Bush has set a number of ground rules for the panel, however. The proposals must be revenue-neutral. Also, future tax measures can't touch the code's most sacred cows -- mortgage interest deduction and charitable giving.
Posted by: Terry Ott | August 17, 2005 at 10:31 PM
Per Shelby's comment above, AMT reform is hardly a straw man; everyone agrees it should be done (though there are disagreements about how to do so). Pretending it's not a factor is disingenuous. Also, cutting off projections at 2010 leads to highly misleading inferences, since the full cost of the Bush tax cut doesn't kick in until the years afterward. Finally, as the article Terry posted notes, it is true that Bush has instructed his panel to consider revenue-neutral AMT fixes (see my post on this), so it's possible that the revenue situation could be somewhat better than what I describe above. But the larger point holds no matter what -- the naive CBO forecast of increased revenue is highly misleading given the plans of the President and the GOP Congress.

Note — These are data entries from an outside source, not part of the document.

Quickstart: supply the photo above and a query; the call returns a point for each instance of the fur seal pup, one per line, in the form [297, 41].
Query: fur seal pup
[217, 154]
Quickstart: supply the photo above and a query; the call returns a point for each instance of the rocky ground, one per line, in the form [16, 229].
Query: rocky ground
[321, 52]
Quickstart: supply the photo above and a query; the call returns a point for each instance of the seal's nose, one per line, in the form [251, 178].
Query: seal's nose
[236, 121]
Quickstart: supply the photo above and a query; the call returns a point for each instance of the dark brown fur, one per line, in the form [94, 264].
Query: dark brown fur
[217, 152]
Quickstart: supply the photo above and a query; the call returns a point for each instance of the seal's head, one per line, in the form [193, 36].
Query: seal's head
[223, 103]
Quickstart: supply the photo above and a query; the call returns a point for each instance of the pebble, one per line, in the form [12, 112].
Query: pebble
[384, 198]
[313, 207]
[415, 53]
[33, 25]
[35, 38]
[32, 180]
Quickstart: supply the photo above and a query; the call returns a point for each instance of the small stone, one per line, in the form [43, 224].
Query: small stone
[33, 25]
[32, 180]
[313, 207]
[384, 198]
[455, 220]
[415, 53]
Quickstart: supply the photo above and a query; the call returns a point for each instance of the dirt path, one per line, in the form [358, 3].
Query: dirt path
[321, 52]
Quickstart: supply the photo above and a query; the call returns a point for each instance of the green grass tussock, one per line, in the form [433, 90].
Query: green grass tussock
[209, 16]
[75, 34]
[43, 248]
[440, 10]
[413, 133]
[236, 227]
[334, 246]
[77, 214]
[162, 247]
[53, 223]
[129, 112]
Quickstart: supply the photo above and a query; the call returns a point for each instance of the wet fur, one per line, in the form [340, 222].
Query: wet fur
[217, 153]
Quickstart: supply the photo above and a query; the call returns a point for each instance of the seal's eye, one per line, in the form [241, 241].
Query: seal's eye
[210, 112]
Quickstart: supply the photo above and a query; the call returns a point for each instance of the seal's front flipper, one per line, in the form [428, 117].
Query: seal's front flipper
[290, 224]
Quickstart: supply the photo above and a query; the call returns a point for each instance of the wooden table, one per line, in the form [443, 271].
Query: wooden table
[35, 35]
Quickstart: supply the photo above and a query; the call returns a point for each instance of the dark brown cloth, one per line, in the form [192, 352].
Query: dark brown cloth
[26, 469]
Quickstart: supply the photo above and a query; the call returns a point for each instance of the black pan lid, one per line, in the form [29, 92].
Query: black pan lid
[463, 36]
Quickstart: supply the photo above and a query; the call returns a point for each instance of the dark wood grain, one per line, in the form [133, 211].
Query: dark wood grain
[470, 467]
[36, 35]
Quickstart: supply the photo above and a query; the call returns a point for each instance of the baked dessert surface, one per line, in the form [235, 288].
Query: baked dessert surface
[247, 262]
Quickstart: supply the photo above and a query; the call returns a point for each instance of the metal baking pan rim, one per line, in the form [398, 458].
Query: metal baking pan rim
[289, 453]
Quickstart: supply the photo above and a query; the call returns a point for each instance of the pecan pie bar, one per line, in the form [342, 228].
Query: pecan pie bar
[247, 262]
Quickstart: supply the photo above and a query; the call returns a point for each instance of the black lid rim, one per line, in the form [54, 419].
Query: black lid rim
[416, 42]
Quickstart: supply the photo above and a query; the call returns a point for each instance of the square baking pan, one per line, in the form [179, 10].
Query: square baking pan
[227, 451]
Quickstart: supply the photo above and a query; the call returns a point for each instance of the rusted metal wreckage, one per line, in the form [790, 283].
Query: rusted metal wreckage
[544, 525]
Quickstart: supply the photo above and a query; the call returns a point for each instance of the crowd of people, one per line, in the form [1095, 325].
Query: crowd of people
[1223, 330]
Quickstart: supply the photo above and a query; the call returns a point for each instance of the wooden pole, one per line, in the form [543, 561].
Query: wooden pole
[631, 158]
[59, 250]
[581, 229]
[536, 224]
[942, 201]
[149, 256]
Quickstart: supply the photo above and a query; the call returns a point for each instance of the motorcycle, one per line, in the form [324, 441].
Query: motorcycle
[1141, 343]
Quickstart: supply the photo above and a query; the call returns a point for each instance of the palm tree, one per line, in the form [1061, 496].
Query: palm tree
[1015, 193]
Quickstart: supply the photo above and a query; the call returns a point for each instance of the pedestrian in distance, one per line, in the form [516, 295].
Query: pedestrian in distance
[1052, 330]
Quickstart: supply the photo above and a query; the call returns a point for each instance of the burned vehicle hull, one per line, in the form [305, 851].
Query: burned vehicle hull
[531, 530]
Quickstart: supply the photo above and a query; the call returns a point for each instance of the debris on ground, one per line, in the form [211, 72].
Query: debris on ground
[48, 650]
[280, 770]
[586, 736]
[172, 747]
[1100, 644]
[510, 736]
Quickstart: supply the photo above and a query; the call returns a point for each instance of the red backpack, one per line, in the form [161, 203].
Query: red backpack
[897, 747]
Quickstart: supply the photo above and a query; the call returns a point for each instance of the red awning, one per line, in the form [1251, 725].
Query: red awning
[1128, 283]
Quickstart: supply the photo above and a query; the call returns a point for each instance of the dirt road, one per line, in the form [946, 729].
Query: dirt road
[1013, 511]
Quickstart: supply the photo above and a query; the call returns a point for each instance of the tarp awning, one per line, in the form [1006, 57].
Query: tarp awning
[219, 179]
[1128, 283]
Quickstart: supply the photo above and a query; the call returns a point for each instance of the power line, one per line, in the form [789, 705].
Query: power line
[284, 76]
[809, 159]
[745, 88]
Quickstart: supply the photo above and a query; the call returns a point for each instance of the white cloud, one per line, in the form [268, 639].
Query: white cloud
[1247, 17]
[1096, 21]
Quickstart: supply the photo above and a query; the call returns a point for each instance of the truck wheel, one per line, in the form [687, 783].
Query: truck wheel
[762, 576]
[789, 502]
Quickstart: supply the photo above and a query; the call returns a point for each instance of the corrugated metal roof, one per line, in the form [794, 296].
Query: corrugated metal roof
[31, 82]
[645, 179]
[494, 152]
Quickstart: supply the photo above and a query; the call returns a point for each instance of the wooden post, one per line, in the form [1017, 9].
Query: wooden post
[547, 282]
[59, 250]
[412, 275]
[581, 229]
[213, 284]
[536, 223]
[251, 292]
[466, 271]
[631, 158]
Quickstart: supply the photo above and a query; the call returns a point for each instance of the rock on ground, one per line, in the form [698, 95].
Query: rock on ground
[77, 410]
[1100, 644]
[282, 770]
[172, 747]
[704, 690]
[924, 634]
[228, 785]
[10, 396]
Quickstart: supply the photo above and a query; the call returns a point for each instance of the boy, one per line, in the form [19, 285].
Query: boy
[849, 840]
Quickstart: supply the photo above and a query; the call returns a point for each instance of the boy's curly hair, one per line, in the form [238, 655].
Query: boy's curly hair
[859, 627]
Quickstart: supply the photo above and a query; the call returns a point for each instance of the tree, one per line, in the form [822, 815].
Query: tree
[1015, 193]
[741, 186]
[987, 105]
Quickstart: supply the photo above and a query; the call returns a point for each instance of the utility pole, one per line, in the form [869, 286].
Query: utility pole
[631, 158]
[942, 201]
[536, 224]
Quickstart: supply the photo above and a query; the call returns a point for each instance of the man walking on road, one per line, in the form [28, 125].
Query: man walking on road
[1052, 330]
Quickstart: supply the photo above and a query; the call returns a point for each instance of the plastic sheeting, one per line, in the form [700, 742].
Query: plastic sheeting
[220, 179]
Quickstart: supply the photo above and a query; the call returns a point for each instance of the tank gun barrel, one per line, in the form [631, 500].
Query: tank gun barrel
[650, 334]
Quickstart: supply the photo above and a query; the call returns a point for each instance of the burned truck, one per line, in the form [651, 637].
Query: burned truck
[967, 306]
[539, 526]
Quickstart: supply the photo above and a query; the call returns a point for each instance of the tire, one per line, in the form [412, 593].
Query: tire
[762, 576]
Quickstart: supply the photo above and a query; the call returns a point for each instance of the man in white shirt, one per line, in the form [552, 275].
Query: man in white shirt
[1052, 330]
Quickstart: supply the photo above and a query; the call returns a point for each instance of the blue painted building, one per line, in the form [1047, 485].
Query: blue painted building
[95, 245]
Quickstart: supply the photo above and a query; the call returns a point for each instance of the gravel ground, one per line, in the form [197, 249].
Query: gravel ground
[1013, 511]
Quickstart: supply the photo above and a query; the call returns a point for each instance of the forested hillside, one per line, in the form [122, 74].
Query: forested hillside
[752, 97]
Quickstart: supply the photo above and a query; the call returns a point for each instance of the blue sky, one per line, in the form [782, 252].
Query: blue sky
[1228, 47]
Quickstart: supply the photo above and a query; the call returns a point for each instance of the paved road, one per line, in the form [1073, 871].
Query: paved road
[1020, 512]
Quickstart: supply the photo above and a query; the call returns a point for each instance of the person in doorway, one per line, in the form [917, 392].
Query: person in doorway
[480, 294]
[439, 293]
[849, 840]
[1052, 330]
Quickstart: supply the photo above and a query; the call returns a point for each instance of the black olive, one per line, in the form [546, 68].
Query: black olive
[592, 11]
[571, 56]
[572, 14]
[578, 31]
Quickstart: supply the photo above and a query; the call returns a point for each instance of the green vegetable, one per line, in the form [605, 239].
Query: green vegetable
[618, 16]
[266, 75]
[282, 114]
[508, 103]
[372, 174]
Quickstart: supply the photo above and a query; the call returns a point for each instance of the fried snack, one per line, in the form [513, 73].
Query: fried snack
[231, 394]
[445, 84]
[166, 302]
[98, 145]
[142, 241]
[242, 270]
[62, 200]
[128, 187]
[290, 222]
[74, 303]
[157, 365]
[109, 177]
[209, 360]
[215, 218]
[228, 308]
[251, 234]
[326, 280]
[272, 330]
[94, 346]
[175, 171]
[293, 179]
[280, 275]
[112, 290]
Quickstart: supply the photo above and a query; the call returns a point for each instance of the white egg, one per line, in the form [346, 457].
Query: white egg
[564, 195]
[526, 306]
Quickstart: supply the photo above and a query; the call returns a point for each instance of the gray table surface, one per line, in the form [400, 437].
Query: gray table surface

Posted by: Brendan Nyhan | August 17, 2005 at 10:43 PM
Brendan,
I never said AMT reform is itself a straw man; it's long overdue. My point is that the CBO forecasts were predicated in part on AMT reform, but the WSJ's analysis was not. Then you based the WSJ because its figures differ from some of the CBO figures. Well, if the CBO uses an assumption that the WSJ does not, you'd expect different results, no?
Posted by: Shelby | August 18, 2005 at 12:36 PM
Well, if the CBO uses an assumption that the WSJ does not, you'd expect different results, no?
So, one analysis comes from a nonpartisan arm of the government, taking into account stated goals of policymakers, and the other analysis comes from a highly partisan editorial staff, and ignores any rumblings about the AMT because it would give them a result they don't want. So let's give them equal weight, and just say opinions differ. Even better, I've got an analysis that has the Super Magic Happy Fun Fairy laying an enormous golden egg that eliminates the deficit entirely. If the CBO refuses to use this assumption, you'd expect different results, no?
Oh, and the egg will disappear in 2010. Given this, I see no reason not to limit the forecast to 2009.